L’écologie dogmatique continue sa percée. Deux actualités en témoignent. D’abord la parution, le 23 mai, d’un rapport de la Cour des comptes relatif aux soutiens publics dont ont bénéficié les éleveurs de bovins entre 2015 et 2022 et qui recommande « une réduction importante du cheptel » en raison du « bilan climatique défavorable » dû aux émissions de méthane de ces animaux ; ensuite, le tweet enthousiaste de Bruno Le Maire, le 17 mai, au terme de l’inauguration d’une usine de ‘‘viande végétale’’ dans le Loiret : « Le saviez-vous ? 100 g de protéines végétales génèrent de 60 à 90 % de gaz à effet de serre en moins que 100 g de protéines animales ». Dans l’un et l’autre cas, une seule logique : la consommation de viande est néfaste à la planète ; tout ce qui permet de l’enrayer est donc bon pour celle-ci. Questions : bois mort de l’humanité, les éleveurs seront-ils bientôt sacrifiés sur l’autel de la décarbonation ? Terrifiés à l’idée d’être exclus du sens de l’Histoire et du Progrès, certains de nos dirigeants ne favorisent-ils pas, ainsi, l’avènement de bouleversements anthropologiques inédits, qui passeront par la redéfinition intégrale de notre rapport aux animaux de rente, aux paysages qu’ils contribuent à modeler et aux corps – les nôtres – qu’ils contribuent à nourrir ?

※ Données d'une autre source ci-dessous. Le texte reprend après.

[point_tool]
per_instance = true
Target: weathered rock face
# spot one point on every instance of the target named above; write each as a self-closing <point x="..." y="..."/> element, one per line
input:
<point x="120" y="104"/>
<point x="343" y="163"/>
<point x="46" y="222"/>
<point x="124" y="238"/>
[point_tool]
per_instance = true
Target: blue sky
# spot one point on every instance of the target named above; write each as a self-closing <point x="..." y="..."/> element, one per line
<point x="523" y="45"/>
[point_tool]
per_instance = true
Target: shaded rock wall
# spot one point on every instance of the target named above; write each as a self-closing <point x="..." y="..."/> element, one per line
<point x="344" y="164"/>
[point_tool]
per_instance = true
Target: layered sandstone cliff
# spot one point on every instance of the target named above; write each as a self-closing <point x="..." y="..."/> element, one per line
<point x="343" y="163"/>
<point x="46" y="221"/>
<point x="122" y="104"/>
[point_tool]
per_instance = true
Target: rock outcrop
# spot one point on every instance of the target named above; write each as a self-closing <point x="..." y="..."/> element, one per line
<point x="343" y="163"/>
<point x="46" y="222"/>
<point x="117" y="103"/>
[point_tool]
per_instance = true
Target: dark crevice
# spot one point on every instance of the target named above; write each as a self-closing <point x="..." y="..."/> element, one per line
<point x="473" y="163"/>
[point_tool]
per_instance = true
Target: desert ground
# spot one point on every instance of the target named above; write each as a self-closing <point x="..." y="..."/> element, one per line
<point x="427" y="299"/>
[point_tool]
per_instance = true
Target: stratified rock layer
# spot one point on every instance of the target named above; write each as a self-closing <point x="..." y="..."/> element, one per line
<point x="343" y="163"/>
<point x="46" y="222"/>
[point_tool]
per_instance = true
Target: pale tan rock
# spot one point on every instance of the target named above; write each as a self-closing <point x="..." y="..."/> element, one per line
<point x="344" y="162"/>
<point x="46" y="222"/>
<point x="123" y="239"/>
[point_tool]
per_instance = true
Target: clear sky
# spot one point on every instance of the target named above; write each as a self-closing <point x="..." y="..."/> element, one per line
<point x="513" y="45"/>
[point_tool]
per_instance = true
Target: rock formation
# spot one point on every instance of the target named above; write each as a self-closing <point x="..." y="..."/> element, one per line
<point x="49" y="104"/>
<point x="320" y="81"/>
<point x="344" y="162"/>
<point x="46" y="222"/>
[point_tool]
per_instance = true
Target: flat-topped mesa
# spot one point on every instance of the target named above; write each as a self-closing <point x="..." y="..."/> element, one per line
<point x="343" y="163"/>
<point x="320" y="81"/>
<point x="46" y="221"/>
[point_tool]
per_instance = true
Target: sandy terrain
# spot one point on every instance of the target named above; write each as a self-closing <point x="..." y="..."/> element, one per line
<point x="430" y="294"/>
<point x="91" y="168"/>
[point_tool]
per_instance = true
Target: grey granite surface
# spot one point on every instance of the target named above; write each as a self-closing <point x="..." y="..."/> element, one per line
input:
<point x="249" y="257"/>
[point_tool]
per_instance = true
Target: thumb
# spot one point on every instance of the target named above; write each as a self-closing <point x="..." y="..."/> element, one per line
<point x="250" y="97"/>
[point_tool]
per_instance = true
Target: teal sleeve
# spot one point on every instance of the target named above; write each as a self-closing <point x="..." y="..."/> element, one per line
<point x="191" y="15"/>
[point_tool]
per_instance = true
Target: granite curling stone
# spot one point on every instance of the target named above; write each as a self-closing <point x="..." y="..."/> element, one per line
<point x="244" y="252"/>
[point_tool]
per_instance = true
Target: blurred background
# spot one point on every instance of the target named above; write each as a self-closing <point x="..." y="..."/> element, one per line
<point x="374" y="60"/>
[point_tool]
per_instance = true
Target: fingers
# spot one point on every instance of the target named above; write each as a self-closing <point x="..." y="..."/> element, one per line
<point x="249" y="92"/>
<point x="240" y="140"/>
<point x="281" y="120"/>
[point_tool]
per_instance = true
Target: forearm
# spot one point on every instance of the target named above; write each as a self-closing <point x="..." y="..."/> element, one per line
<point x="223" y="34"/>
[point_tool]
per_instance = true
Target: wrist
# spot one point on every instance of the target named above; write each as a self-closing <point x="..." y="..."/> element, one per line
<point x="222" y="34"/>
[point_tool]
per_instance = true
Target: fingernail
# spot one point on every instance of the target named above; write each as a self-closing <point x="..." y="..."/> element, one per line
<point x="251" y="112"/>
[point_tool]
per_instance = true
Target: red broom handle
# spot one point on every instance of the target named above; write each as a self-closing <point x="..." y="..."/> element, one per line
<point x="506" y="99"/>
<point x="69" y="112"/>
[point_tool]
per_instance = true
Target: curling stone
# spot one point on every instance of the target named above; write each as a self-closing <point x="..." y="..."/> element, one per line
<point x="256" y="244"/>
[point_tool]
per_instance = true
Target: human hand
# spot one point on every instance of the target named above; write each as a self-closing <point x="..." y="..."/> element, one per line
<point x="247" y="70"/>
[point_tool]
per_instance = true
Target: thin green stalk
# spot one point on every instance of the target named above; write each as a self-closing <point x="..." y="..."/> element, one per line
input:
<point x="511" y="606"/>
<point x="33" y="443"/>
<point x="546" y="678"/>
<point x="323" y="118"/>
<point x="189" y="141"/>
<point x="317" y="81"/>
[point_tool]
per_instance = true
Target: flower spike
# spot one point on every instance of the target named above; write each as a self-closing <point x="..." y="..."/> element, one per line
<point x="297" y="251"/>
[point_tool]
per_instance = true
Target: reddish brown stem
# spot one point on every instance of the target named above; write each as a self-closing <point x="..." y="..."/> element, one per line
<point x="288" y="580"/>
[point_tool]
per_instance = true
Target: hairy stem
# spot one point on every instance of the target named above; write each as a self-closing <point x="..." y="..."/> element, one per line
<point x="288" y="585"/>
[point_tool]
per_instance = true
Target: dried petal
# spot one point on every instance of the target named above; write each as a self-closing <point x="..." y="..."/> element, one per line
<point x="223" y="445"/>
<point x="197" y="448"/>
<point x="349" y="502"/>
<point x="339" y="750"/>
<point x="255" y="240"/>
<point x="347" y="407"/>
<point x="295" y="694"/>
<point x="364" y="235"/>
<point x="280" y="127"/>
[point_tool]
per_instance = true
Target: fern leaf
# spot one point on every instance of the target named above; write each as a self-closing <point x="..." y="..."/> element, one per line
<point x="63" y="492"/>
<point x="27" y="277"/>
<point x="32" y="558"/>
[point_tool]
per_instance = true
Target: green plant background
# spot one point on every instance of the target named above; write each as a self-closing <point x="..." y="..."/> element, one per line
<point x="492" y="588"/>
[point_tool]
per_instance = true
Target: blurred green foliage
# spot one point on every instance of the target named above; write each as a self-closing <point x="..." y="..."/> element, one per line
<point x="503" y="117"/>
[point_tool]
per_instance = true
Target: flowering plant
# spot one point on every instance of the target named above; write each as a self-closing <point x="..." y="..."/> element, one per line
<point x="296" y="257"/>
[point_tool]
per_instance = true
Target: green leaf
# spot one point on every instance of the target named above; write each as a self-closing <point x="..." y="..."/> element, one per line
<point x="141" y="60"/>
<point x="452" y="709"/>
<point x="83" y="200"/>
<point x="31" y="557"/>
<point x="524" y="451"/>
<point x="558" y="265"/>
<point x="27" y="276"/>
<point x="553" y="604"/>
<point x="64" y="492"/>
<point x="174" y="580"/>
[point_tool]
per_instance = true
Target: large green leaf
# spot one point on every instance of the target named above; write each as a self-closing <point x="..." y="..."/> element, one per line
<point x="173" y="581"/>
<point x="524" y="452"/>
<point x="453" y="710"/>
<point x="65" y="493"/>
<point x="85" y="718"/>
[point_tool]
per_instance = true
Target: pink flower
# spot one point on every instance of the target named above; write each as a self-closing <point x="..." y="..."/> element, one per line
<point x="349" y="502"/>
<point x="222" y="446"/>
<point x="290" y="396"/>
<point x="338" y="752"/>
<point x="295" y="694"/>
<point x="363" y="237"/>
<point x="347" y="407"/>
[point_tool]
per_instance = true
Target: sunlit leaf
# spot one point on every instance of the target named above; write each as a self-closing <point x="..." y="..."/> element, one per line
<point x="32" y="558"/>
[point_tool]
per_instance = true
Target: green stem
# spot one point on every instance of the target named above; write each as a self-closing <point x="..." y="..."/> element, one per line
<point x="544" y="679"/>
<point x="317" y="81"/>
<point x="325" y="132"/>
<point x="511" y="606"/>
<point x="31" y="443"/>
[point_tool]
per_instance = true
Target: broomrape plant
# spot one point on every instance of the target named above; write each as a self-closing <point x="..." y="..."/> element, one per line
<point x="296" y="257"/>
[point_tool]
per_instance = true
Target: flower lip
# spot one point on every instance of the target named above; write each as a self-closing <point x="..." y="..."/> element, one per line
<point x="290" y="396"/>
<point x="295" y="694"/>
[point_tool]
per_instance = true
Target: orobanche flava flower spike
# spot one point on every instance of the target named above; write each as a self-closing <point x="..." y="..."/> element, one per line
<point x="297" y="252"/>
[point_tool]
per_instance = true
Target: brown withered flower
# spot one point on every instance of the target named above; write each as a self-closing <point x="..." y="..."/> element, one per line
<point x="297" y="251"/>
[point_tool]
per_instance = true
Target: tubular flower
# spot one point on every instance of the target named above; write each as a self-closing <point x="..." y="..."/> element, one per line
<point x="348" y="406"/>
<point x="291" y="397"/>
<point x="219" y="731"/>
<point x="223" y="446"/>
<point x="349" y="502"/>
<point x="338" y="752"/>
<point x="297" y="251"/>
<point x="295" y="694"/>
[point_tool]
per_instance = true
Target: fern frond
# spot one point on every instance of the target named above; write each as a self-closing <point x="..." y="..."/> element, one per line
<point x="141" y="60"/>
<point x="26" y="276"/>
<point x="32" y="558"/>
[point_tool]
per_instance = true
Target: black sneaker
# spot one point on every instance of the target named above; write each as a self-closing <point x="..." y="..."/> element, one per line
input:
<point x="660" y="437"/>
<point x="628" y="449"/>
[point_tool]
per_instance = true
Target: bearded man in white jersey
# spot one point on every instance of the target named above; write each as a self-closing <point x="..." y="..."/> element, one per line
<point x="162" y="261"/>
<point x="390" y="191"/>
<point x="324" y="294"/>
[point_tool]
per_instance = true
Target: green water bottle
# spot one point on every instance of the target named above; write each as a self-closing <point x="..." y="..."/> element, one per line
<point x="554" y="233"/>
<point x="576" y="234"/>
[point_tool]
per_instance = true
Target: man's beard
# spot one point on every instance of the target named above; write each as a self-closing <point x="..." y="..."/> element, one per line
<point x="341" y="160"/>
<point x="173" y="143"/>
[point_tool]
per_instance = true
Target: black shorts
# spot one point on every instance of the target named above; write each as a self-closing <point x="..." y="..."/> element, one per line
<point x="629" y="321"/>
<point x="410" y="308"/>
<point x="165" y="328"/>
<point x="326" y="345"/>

Ce faisant, n’ouvrent-ils pas la voie au marché colossal de la nourriture de laboratoire – en particulier de la viande cellulaire –, pour le plus grand bonheur des véganes et antispécistes ? Faisons donc comme si rien n’avait existé – ni agriculture, ni aménagement du territoire grâce à celle-ci, ni paysans… depuis mille ans ! Les paysans ont forgé la France. Bien sûr, celui de l’an mil n’existe presque plus : c’est un exploitant agricole. Cela nous autorise-t-il à le balayer d’un trait de plume, comme si notre histoire était obscène ? Avec l’assentiment d’élites, l’éleveur est désormais menacé dans sa raison d’être : il devient gênant. Si de telles perspectives devaient se préciser, quid de notre ‘‘souveraineté alimentaire’’ ? Quid de l’état de nos espaces naturels, si marqués par l’élevage ? Les sages de la rue Cambon, comme notre ministre de l’Économie, seraient peut-être bien inspirés de revenir à plus de prudence…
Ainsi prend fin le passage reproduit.